Date: Fri, 30 Oct 2015 01:27:35 -0700
From: Robert Ochshorn
Subject: Re: Alphabetical Order
A Little Bit More Stable
HD Video
2:30 (link, 73mb)



Much like the stabilized video from military drones, which allow commanders to observe and interfere with unfamiliar territory from aerial vantage, A Little Bit More Stable takes the viewer above and outside the normal passage of motion picture time. The source material, a promotion for video stabilization software that has been commercialized from its military applications, depicts the stabilization of home movies and implies a similar steadying influence on the lives of would-be customers.

To make this piece, I’ve combined the video mastication technique from my 2013 Chewing video with a modified/dissipating alphabetical ordering, using alignment data from Gentle. I’ve tried to exploit the cocktail party effect, in combination with textual/visual reinforcement, to reward a viewer’s attempts at focus and concentration.

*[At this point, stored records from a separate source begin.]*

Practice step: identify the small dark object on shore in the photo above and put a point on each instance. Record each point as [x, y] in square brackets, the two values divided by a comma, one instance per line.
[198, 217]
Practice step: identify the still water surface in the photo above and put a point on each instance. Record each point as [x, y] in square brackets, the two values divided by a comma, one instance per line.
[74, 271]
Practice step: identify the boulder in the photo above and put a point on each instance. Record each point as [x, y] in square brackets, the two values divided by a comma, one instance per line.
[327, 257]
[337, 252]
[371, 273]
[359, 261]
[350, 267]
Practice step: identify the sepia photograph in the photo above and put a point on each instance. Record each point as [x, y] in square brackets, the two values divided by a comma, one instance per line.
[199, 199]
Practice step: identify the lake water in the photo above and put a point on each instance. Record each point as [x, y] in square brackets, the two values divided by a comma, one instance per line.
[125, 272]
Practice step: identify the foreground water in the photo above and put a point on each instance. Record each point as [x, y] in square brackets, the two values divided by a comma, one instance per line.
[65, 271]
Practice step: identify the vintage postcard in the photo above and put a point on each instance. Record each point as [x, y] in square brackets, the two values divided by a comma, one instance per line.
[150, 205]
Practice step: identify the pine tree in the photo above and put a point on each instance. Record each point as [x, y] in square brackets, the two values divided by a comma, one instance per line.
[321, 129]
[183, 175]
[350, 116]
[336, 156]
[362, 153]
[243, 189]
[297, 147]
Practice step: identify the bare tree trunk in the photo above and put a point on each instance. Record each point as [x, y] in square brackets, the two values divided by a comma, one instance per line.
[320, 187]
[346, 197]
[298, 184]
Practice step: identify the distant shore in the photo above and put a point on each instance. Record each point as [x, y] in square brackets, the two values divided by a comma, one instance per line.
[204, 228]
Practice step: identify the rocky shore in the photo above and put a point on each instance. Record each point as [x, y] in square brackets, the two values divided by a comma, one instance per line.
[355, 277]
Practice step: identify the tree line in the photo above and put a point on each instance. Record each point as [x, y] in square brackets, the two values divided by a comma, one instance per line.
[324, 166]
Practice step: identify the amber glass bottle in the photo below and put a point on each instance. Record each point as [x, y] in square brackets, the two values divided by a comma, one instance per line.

This will be installed at the Fotografisk Center in Copenhagen, from November 5 to December 6, within the show Rewriting Histories curated by Lasse Lau and Benj Gerdes (Kran Film Collective) and in conjunction with the Copenhagen International Documentary Festival. I will be traveling to Copenhagen for the opening on the 5th, and will give an artist talk on the 10th (returning to San Francisco on the 14th).

• • •

One of the great pleasures of making a piece like this is that it stretches my perceptual abilities. I spend a lot of time listening, looking, and learning from the intermediate results. In some ways, I am teaching myself to “read” a language as I develop it. Unfortunately, that leaves me unable to anticipate the legibility (or illegibility) of a piece like this to those who haven’t spent time with the language. All of you are somewhat tainted by familiarity with my work, but as ever I am hungry for reactions.

Your correspondent,

R.M.O.


On Oct 23, 2015, at 3:38 PM, Robert Ochshorn wrote:

To test my “Forced Aligner” (I’m calling it “Gentle” for now), I’ve been alphabetizing audio files.


I was doing all of this in an iPython session, and using reverse-search-completions. I’ve attached the code, in case Glen wants to think about a Flowsheet that does something like this.
****************."><alphabetize.py>

Some other interesting things were sorting words by duration and playing all the bigrams.